On 26 Mar 2009, at 14:51, 雯 钱 wrote:
Hi all,
Hi right back at ya - welcome!
I am new to agile and have read some materials about it. I found that
people always talk about how to use UCD in agile project. Usability
engineers are seldom mentioned in agile. As a usability engineer
without UI design skill, I feel a little confused.
I think there are lots of places usability folk should be able to fit in.
For example in an XPish environment:
* In the planning game they can help out with things like impromptu paper-prototyping / testing with the customer / team to help define the iterations stories and help spot places where good/bad usability is going to affect the business value of the stories.
* During the iteration they can help with gorilla usability testing of new features as they're produced, helping the developers and the customer get to a mutually satisfactory definition of done-done
* At the end of each iteration they can run more formal usability tests and use the feedback from those as input into the next iterations stories - helping improve the system as a whole.
* All of the time they can help educate the rest of the team (including the customer in that) in usability and usability testing issues so that everybody involved can start spotting these sort of issues - helping reduce a bottleneck from the development process.
They should be able to help make sure that the customer is really getting the business value that they're expecting out of the stories, and help discover new ways to get value out in the future.
I try to find myself a position in agile, so I redesigned the
well-known UCD development graph. I am not sure whether it would
work. So could you tell me your comments on the attached graph?

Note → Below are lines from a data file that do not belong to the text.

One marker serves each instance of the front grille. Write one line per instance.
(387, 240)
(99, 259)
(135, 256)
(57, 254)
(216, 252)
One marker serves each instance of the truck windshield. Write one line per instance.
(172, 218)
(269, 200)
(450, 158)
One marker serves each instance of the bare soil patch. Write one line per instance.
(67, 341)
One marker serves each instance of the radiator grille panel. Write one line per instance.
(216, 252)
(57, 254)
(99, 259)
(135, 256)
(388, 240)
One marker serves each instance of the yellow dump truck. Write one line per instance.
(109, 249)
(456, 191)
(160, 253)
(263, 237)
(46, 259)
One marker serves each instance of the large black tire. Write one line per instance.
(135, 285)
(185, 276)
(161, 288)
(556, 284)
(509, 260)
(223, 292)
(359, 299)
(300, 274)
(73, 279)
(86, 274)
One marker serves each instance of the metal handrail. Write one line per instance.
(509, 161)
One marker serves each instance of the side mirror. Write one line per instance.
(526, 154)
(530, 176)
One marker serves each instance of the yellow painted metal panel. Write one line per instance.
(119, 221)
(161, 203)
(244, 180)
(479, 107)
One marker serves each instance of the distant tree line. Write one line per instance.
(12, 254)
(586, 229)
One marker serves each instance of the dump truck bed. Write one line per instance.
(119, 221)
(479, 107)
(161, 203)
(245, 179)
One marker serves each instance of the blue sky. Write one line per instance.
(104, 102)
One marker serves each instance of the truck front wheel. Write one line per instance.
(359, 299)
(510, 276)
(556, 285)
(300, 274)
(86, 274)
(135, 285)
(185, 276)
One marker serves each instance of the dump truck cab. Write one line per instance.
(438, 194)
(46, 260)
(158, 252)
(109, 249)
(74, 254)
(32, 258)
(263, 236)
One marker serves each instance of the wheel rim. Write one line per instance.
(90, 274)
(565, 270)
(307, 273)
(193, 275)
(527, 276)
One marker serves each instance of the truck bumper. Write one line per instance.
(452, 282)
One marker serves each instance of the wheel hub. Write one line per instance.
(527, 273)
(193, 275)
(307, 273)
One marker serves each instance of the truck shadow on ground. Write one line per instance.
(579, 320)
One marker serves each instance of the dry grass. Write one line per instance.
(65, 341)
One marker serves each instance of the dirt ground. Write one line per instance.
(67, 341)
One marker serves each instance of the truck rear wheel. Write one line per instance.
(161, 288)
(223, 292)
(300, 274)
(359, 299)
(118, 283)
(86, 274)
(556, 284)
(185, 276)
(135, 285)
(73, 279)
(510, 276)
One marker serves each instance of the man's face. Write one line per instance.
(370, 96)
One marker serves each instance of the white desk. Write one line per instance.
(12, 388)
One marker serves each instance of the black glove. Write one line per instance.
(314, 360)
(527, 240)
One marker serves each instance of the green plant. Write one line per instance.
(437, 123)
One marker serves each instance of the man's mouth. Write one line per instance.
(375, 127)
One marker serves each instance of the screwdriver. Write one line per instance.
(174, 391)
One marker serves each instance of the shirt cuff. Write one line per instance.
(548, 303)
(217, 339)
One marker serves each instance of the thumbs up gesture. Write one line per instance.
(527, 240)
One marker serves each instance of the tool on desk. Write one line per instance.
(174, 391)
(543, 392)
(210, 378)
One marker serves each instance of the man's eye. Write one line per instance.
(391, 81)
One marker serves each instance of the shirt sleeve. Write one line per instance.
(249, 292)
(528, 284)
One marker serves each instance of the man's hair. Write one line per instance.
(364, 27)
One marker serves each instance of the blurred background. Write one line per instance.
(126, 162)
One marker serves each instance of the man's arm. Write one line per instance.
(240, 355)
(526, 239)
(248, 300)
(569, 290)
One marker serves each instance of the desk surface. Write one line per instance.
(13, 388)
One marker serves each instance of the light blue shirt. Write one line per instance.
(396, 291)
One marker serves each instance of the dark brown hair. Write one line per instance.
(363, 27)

Depends what's in those boxes and how the people in them are working together. It certainly doesn't immediately say "agile" to me for a few reasons:
* The phrase "technical limitations" doesn't immediately speak to me about how I see agile iterative cycles evolve. Can you speak a little bit more about what that phrase means to you?
* We've got developers and designers as separate roles (and I'm not quite sure what kind of person "designer" is in this context. Code designer? UI designer? Something else?).
* The customer doesn't seem to be involved outside cycle 0. In agile teams they're closely involved throughout the whole process.
* The usability folk seem to be completely isolated from direct contact with the developers.
Have you had a chance to work on an agile team yet? If so can you let us know what the experience was like? Without a narrative of how the people are interacting it looks like something that could equally be applied to a more traditional waterfall development environment.